Objectives: This study assessed paternal occupational exposure to di(2-ethylhexyl)phthalate (DEHP) in association with reduced fertility.
Methods: Men working in three plants with DEHP exposure were studied retrospectively. Male and female employees and their partners were invited to participate if they had reported a pregnancy or an attempt to achieve a pregnancy. Postal questionnaires and telephone interviews were used to collect additional data from the men and women, respectively. Information on time to pregnancy was eligible for 326 pregnancies fathered by 193 men. Male exposure to DEHP during every month of their time to pregnancy was classified into one of three exposure categories. The exposure ranged from <0.1 to 2.1 mg/m3. The fathers of only four pregnancies had DEHP exposure of >0.5 mg/m3 during the time to pregnancy. The pregnancies of employed women with unexposed partners or pregnancies of employed men unexposed during the time to pregnancy formed the reference group.
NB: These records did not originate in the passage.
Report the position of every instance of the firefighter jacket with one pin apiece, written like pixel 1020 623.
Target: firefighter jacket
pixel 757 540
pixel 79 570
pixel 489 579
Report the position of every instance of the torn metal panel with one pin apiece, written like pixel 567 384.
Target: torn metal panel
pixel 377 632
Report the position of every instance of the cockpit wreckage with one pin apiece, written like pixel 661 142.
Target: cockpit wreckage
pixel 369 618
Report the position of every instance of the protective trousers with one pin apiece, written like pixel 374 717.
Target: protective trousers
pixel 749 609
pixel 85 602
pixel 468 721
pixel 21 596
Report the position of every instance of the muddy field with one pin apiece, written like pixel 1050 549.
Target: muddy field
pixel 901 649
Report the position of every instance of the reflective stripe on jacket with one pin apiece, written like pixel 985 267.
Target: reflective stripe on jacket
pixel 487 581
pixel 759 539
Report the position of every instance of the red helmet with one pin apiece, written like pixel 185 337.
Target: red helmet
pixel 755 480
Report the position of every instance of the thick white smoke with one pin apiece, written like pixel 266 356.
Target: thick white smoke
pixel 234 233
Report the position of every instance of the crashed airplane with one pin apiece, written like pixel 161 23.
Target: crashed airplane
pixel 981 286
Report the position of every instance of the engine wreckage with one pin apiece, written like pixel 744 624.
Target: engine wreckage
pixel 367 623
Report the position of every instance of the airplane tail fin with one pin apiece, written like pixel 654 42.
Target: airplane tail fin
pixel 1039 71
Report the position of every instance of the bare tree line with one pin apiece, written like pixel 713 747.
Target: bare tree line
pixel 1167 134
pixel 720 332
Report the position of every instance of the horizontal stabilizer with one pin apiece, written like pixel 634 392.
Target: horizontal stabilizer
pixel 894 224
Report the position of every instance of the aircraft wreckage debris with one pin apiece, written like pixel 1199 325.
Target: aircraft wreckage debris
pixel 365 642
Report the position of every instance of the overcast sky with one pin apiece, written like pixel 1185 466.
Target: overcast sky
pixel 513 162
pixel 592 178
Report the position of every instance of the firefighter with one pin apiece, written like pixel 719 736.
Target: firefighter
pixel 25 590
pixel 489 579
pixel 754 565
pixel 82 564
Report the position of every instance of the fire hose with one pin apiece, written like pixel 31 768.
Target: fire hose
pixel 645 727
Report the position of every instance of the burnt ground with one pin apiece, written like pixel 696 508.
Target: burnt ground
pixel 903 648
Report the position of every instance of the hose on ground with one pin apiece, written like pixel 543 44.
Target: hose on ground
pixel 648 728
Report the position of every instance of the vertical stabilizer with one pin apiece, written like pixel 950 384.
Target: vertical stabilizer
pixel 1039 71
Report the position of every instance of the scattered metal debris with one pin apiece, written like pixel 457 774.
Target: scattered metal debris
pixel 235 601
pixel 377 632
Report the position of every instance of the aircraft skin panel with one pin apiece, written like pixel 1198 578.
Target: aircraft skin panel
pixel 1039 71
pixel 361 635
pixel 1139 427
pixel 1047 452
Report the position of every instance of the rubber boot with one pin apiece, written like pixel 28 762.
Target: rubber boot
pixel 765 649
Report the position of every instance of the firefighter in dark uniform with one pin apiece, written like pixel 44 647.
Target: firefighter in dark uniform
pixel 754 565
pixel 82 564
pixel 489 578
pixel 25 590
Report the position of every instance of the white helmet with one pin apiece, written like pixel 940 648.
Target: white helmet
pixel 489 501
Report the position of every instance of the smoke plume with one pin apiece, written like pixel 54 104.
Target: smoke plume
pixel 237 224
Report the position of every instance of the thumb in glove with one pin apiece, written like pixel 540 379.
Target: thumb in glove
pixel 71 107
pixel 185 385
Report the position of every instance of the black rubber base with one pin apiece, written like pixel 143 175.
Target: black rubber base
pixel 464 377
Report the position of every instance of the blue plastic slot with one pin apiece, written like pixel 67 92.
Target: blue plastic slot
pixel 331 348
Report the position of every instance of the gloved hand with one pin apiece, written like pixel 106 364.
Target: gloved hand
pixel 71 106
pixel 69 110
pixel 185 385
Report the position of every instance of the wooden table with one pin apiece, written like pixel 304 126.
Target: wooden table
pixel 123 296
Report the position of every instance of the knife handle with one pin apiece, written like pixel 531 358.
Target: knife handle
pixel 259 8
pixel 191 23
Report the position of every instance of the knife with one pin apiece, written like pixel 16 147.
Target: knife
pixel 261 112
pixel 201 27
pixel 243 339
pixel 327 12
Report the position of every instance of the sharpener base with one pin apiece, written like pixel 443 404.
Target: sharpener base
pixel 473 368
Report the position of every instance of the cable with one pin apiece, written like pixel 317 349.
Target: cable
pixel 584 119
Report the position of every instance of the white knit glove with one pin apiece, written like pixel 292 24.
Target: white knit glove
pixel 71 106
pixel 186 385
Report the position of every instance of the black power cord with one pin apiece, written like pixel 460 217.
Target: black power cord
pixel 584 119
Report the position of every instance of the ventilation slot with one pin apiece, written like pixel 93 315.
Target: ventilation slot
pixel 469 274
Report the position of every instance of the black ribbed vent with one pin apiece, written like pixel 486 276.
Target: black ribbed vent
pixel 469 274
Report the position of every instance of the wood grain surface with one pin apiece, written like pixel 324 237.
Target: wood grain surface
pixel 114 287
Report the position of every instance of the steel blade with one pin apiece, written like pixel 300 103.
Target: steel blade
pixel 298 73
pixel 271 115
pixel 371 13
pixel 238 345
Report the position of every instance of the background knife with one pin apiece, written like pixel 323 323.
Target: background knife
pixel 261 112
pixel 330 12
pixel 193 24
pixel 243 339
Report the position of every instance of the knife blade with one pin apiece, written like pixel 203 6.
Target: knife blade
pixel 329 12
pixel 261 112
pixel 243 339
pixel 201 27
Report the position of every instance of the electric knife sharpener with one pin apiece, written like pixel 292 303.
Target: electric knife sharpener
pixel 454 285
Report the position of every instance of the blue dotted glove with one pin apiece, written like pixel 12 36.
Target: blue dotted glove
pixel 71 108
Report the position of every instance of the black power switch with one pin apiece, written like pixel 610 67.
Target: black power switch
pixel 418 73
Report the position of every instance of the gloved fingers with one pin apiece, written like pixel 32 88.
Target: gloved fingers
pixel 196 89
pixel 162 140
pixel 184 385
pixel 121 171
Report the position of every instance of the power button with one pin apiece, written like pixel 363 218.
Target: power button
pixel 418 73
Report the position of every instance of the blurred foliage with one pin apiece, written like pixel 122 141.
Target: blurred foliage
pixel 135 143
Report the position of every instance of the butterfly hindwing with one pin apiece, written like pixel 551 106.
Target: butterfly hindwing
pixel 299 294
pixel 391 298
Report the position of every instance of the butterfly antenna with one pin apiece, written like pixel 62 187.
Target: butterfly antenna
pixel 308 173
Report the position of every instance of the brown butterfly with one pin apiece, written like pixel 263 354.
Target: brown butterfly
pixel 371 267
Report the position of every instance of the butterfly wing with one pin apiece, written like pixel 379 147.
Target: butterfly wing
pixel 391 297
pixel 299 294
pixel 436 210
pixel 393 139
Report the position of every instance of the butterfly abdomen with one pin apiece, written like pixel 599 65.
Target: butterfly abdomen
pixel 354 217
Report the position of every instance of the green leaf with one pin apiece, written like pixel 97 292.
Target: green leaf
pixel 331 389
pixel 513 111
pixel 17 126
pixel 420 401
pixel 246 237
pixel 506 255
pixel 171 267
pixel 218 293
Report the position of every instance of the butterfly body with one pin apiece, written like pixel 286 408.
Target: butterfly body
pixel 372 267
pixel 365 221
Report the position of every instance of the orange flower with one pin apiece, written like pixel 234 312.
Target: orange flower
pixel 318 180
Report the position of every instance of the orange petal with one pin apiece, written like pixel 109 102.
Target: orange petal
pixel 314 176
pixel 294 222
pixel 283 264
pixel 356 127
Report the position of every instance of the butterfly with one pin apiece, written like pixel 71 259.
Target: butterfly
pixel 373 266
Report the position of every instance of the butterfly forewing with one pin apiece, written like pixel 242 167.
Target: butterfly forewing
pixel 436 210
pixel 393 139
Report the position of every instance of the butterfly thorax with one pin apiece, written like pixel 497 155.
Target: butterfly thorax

Results: The fecundability ratio for time to pregnancy was 1.07 [95% confidence interval (95% CI) 0.84-1.35] for those with low exposure and 0.97 (95% CI 0.70-1.33) for the highly exposed after adjustment for the father's age, mother's age, and length of recall. When the analyses were restricted to first pregnancy, the fecundability ratio was 1.13 (95% Cl 0.83-1.56) for low exposure and 1.02 (95% CI 0.66-1.59) for high exposure.
Conclusions: Time to pregnancy is not prolonged among couples with paternal exposure to DEHP at a mean exposure level of <0.5 mg/m3.